Calprotectin
Calprotectin ist ein heterodimeres Protein aus den Untereinheiten S100A8 und S100A9 und ein Hauptbestandteil des Zytosols (Zellflüssigkeit) neutrophiler Granulozyten (bestimmte weiße Blutkörperchen) und Monozyten (bestimmte weiße Blutkörperchen). Es wird bei Migration neutrophiler Granulozyten in die Darmschleimhaut (Schleimhaut des Darms) und in das Darmlumen (Inneres des Darms) freigesetzt und dient in der klinischen Labordiagnostik als nicht-invasiver Marker intestinaler Entzündung (Darmentzündung), insbesondere zur Diagnostik und Verlaufsbeurteilung chronisch-entzündlicher Darmerkrankungen (chronisch-entzündlicher Darmerkrankungen, CED).
Calprotectin wird während der Darmpassage kaum abgebaut und ist in Stuhlproben über mehrere Tage stabil, sodass auch proximale Entzündungen erfasst werden können [1]. Fäkales Calprotectin gehört zu den etablierten fäkalen Entzündungsmarkern und wird routinemäßig zur Differenzierung zwischen funktionellen und organisch-entzündlichen Darmerkrankungen (Funktionsstörungen des Darms bzw. entzündliche Darmerkrankungen) eingesetzt [3, 4]. Serum-Calprotectin wurde darüber hinaus als potenzieller Blutmarker für Krankheitsaktivität (Schwere der Erkrankung) und Prognose (Krankheitsvorhersage) bei chronisch-entzündlichen Darmerkrankungen untersucht [2].
Synonyme
- Calprotectin
- Fäkales Calprotectin (FC)
- L1-Protein
- Calgranulin A/B
- Humanes Leukozytenprotein L1
- MRP-8/14
- S-100A8/S-100A9-Komplex
- Zystisches-Fibrose-Antigen (Cystic Fibrosis Antigen, CFA)
Das Verfahren
- Benötigtes Material
- Stuhlprobe (native Stuhlprobe, üblicherweise Einzelprobe; Stabilität des Calprotectins im Stuhl für mindestens 3-7 Tage bei Raumtemperatur bzw. 4 °C; für längere Lagerung Einfrieren bei −20 °C) [1]

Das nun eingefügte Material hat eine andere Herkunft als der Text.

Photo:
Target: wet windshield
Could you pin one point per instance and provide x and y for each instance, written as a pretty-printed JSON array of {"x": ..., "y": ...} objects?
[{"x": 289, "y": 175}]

- Vorbereitung des Patienten
- Keine spezielle Diät (Ernährungsweise) oder Nüchternheit erforderlich
- Stuhlprobenentnahme idealerweise aus spontan entleerter Stuhlprobe, ohne Vermischung mit Urin oder Wasser
- Für Verlaufsuntersuchungen nach Möglichkeit standardisierte Entnahmebedingungen (Tageszeit, kein Sammelstuhl über mehrere Tage)
- Wenn klinisch vertretbar, sollte vor Verlaufskontrollen eine kritische Prüfung der Einnahme nichtsteroidaler Antirheumatika (NSAR; bestimmte Schmerz- und Entzündungshemmer) und Protonenpumpenhemmer (Magenschutzmedikamente) erfolgen, da diese die Werte moderat erhöhen können [4]
- Störfaktoren
- Sehr dünner bzw. flüssiger Stuhl (Verdünnungseffekt mit potenzieller Unterschätzung der Konzentration)

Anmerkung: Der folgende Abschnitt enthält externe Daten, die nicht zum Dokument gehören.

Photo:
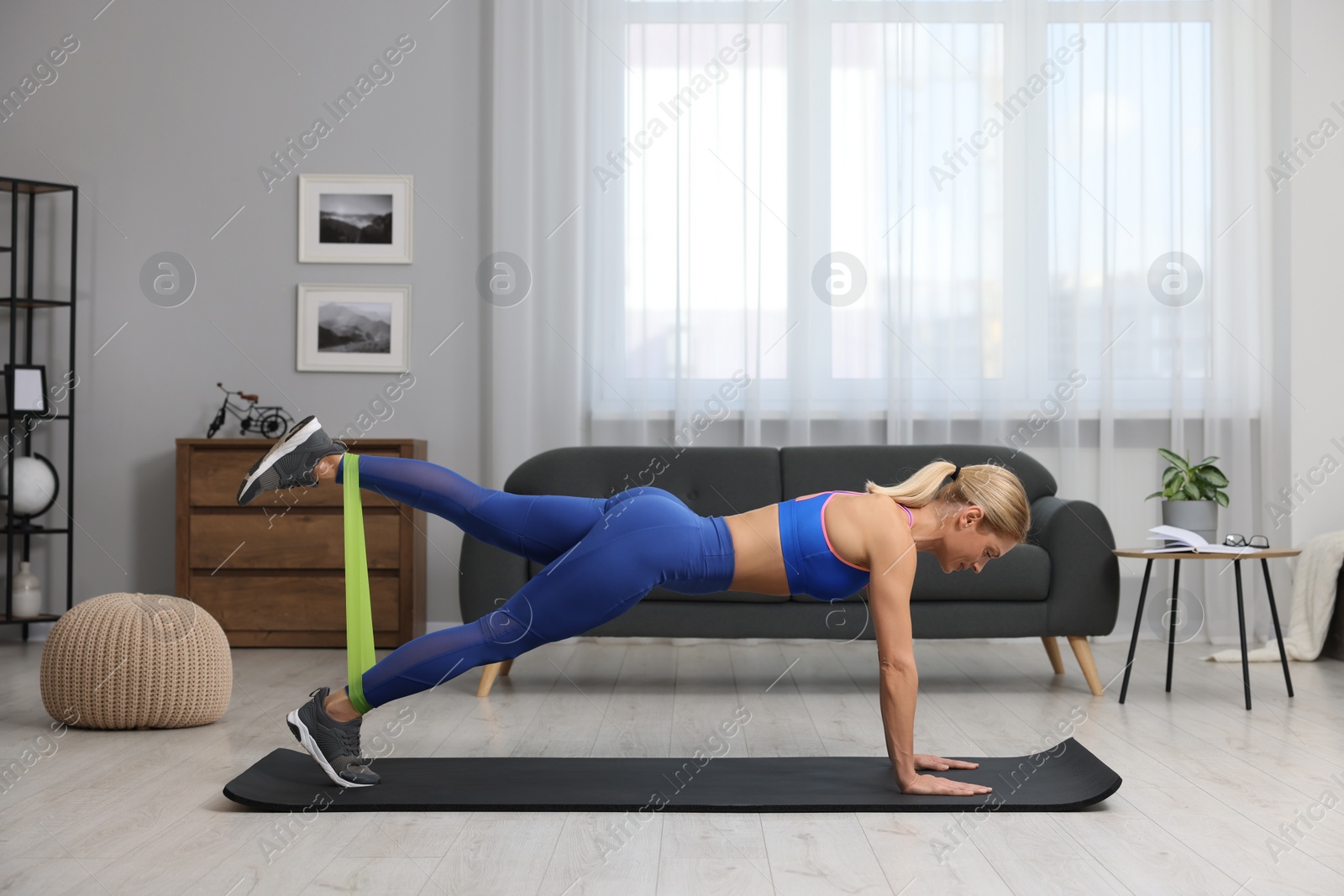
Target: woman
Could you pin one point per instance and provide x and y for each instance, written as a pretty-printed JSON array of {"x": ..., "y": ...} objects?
[{"x": 602, "y": 555}]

- Ausgeprägte rektale Blutungen oder massive Schleimbeimengung (können zu erhöhten Werten beitragen)
- Längere ungekühlte Lagerung über mehrere Tage hinaus, trotz grundsätzlicher Stabilität, kann zu Messungenauigkeiten führen [1]
- Einnahme von NSAR oder Protonenpumpenhemmern mit möglicher Erhöhung der Werte ohne zugrunde liegende chronisch-entzündliche Darmerkrankung [4]
- Unterschiedliche Testsysteme (ELISA, automatisierte Immunoassays, Point-of-care-Tests) mit methodenabhängigen Referenzbereichen und Cut-off-Werten [3, 4]
- Methode
- Quantitative Immunoassays (z. B. Enzyme-linked Immunosorbent Assay, ELISA; chemilumineszenzbasierte oder turbidimetrische Immunoassays) [1, 3, 4]
- Immunochromatographische Schnelltests/Point-of-care-Assays mit semiquantitativer oder quantitativer Auswertung [3]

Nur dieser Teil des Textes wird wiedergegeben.